Done and dated February 28, 2011 at Baltimore, Maryland.
Attachment A: Summary Decision Order of October 12, 2010.
Attachment B: Notice of Review and Appeal rights 15 CFR 766.22.

Attachment B

Notice of Review by Under Secretary

    15 CFR 766.22 Review by Under Secretary.
    (a) Recommended decision. For proceedings not involving violations 
relating to part 760 of the EAR, the administrative law judge shall 
immediately refer the recommended decision and order to the Under 
Secretary. Because of the time limits provided under the EAA for review 
by the Under Secretary, service of the recommended decision and order 
on the parties, all papers filed by the parties in response, and the 
final decision of the Under Secretary must be by personal delivery, 
facsimile, express mail or other overnight carrier.

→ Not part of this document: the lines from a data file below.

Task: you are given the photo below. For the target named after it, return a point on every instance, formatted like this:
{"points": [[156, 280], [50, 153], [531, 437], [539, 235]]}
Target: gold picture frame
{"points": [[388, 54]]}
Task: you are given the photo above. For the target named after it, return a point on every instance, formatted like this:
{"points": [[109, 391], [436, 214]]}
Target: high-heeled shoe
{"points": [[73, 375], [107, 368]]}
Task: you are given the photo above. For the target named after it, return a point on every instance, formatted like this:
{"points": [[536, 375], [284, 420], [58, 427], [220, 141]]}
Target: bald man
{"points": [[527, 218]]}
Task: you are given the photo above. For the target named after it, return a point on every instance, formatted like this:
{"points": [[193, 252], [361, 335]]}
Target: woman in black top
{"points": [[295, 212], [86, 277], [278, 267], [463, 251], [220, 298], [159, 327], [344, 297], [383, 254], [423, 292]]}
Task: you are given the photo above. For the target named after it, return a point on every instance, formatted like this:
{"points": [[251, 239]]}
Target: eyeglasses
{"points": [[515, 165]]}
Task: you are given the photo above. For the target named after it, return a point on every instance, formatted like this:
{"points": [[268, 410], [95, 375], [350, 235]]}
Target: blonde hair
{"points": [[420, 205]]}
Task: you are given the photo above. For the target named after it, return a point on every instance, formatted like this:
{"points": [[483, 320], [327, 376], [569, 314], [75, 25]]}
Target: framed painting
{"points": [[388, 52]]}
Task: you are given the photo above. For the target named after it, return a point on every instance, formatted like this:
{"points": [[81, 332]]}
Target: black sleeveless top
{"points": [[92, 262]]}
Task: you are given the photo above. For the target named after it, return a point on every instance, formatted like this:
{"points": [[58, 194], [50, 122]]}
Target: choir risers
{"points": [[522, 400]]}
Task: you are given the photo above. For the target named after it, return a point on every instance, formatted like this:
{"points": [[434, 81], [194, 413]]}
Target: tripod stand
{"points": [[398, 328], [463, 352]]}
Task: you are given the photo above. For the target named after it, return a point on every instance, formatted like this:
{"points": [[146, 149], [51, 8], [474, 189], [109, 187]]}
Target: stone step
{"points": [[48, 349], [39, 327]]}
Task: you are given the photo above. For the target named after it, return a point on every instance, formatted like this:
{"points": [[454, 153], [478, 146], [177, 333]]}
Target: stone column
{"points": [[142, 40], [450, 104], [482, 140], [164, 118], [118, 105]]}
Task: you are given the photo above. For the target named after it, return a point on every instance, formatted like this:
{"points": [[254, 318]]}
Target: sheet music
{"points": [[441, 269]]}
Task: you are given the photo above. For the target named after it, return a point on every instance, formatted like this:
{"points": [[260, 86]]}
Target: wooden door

If the Under 
Secretary cannot act on a recommended decision and order for any 
reason, the Under Secretary will designate another Department of 
Commerce official to receive and act on the recommendation.
    (b) Submissions by parties. Parties shall have 12 days from the 
date of issuance of the recommended decision and order in which to 
submit simultaneous responses. Parties thereafter shall have eight days 
from receipt of any response(s) in which to submit replies. Any 
response or reply must be received within the time specified by the 
Under Secretary.
    (c) Final decision. Within 30 days after receipt of the recommended 
decision and order, the Under Secretary shall issue a written order 
affirming, modifying or vacating the recommended decision and order of 
the administrative law judge. If he/she vacates the recommended 
decision and order, the Under Secretary may refer the case back to the 
administrative law judge for further proceedings. Because of the time

[[Page 18723]]

limits, the Under Secretary's review will ordinarily be limited to the 
written record for decision, including the transcript of any hearing, 
and any submissions by the parties concerning the recommended decision.
    (d) Delivery. The final decision and implementing order shall be 
served on the parties and will be publicly available in accordance with 
Sec.  766.20 of this part.
    (e) Appeals. The charged party may appeal the Under Secretary's 
written order within 15 days to the United States Court of Appeals for 
the District of Columbia pursuant to 50 U.S.C. app. Sec.  2412(c)(3).